Raku rules are the regular expression, string matching and general-purpose parsing facility of the Raku programming language, and are a core part of the language.

A Raku Grammar is a collection of rules that declares a parser.

Quoting the Wikipedia page Parsing expression grammar:

In computer science, a parsing expression grammar (PEG), is a type of analytic formal grammar, i.e. it describes a formal language in terms of a set of rules for recognizing strings in the language.

This article compares/contrasts Raku Grammars with PEGs.

Analytic vs generative grammars

There are various ways to categorize grammars. Let's start with the big two mutually distinct categories, so it's clear that both PEGs and Raku Grammars are in one category, not the other:

PEGs and Raku grammars are analytic grammars, not generative grammars.[1]


PEGs are categorized by CS folk as formal analytic grammars.
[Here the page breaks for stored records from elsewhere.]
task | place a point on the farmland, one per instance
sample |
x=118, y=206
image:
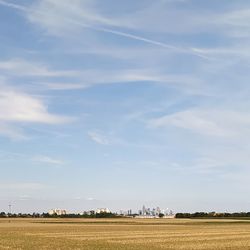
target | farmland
x=121, y=234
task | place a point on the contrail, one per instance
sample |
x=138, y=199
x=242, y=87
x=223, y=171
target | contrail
x=111, y=31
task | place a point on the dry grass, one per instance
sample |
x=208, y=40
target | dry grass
x=121, y=234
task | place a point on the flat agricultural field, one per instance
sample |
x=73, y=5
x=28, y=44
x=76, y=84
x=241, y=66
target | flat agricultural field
x=121, y=234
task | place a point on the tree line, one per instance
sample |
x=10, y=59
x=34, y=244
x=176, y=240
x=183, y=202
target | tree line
x=212, y=215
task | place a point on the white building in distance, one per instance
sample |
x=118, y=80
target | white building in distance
x=57, y=212
x=102, y=210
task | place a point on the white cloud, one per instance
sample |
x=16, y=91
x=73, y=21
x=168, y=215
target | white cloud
x=98, y=138
x=206, y=122
x=22, y=186
x=48, y=160
x=20, y=67
x=16, y=106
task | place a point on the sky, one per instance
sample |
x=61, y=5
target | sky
x=123, y=103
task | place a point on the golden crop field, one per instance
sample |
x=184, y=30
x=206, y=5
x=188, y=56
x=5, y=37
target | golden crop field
x=124, y=234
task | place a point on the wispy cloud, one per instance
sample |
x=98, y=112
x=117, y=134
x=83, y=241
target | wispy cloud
x=20, y=67
x=20, y=107
x=206, y=122
x=98, y=138
x=22, y=186
x=57, y=17
x=48, y=160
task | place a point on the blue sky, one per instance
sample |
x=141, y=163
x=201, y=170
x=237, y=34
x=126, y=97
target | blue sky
x=123, y=103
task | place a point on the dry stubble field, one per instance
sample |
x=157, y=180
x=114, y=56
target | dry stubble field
x=121, y=234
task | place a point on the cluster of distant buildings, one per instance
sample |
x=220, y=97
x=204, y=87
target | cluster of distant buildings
x=149, y=213
x=142, y=213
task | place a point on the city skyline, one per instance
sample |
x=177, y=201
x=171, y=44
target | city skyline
x=121, y=103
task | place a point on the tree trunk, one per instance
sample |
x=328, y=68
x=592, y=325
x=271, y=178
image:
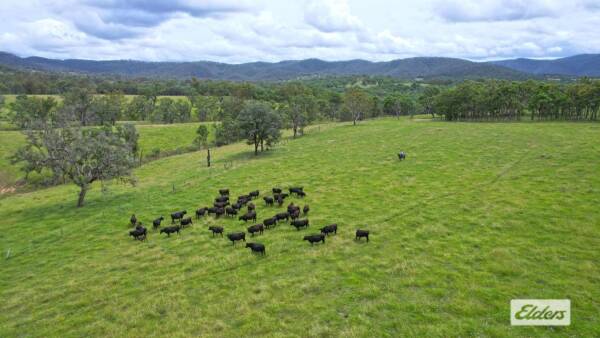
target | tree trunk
x=82, y=192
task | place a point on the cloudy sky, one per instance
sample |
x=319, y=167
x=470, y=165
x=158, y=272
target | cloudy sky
x=269, y=30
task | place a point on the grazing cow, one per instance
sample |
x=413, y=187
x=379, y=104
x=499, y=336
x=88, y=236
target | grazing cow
x=295, y=190
x=139, y=233
x=256, y=247
x=269, y=200
x=216, y=230
x=156, y=222
x=185, y=222
x=236, y=236
x=201, y=212
x=362, y=233
x=250, y=215
x=170, y=230
x=282, y=215
x=222, y=199
x=230, y=212
x=270, y=222
x=329, y=229
x=220, y=204
x=315, y=238
x=256, y=228
x=177, y=215
x=300, y=223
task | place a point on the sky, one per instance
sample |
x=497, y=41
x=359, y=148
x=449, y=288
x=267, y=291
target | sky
x=237, y=31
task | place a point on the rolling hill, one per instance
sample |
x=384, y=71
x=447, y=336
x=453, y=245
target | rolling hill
x=426, y=67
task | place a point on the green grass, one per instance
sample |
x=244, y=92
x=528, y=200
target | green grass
x=477, y=215
x=164, y=137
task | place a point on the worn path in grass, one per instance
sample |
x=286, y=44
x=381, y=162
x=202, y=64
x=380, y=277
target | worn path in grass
x=477, y=215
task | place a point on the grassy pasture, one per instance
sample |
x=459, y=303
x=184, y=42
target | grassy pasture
x=477, y=215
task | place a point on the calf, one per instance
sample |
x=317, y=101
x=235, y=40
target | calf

This is because: they are just grammars; and they are amenable to guarantees regarding termination/execution of static analysis of a grammar and its subsequent execution; and the nature and role of any "host" GPL is left out of the academic categorization equation.

In contrast Raku Grammars are expressed using Raku rules which are part of the Raku language which is "a braid of sub-languages" -- "a GPL, plus DSLs for strings, regexes, embedded documentation, and so on, that mutually embed each other".

So, while Raku Grammars contain subsets that are amenable to guarantees regarding termination/execution of static analysis of a grammar and its subsequent execution (thus, for example, some constructs compile to NFAs), the overall categorization is necessarily "Turing complete". So CS folk say things like "Raku is a fascinating experiment, but it's a deliberately unconstrained formalism (if it really can be described as a formalism)".

PEGs vs Raku Grammars

This section quotes the entire Introduction section of the Wikipedia page on PEGs (as it was in June 2021) interspersing each sentence about PEG with my discussion of aspects of Raku grammars I know to be similar and/or different:

PEGs: In computer science, a parsing expression grammar (PEG) is a type of analytic formal grammar, i.e. it describes a formal language in terms of a set of rules for recognizing strings in the language.

Raku Grammars: Some folk describe Raku Grammars as PEGs. This helps place Raku Grammars in the right category (analytic, not generative). Plus both Raku Grammars (typically) or PEGs (always) directly express a recursive descent parser. Also, they look superficially similar.[3] However, putting aside what they share in broad terms re grammar category, parsing strategy, and apperance, PEGs and Raku Grammars are very different in their underlying theory, practice, strengths, and weaknesses. In particular, Raku Grammars directly support Turing complete power, and provide a much wider range of features than PEGs.[4]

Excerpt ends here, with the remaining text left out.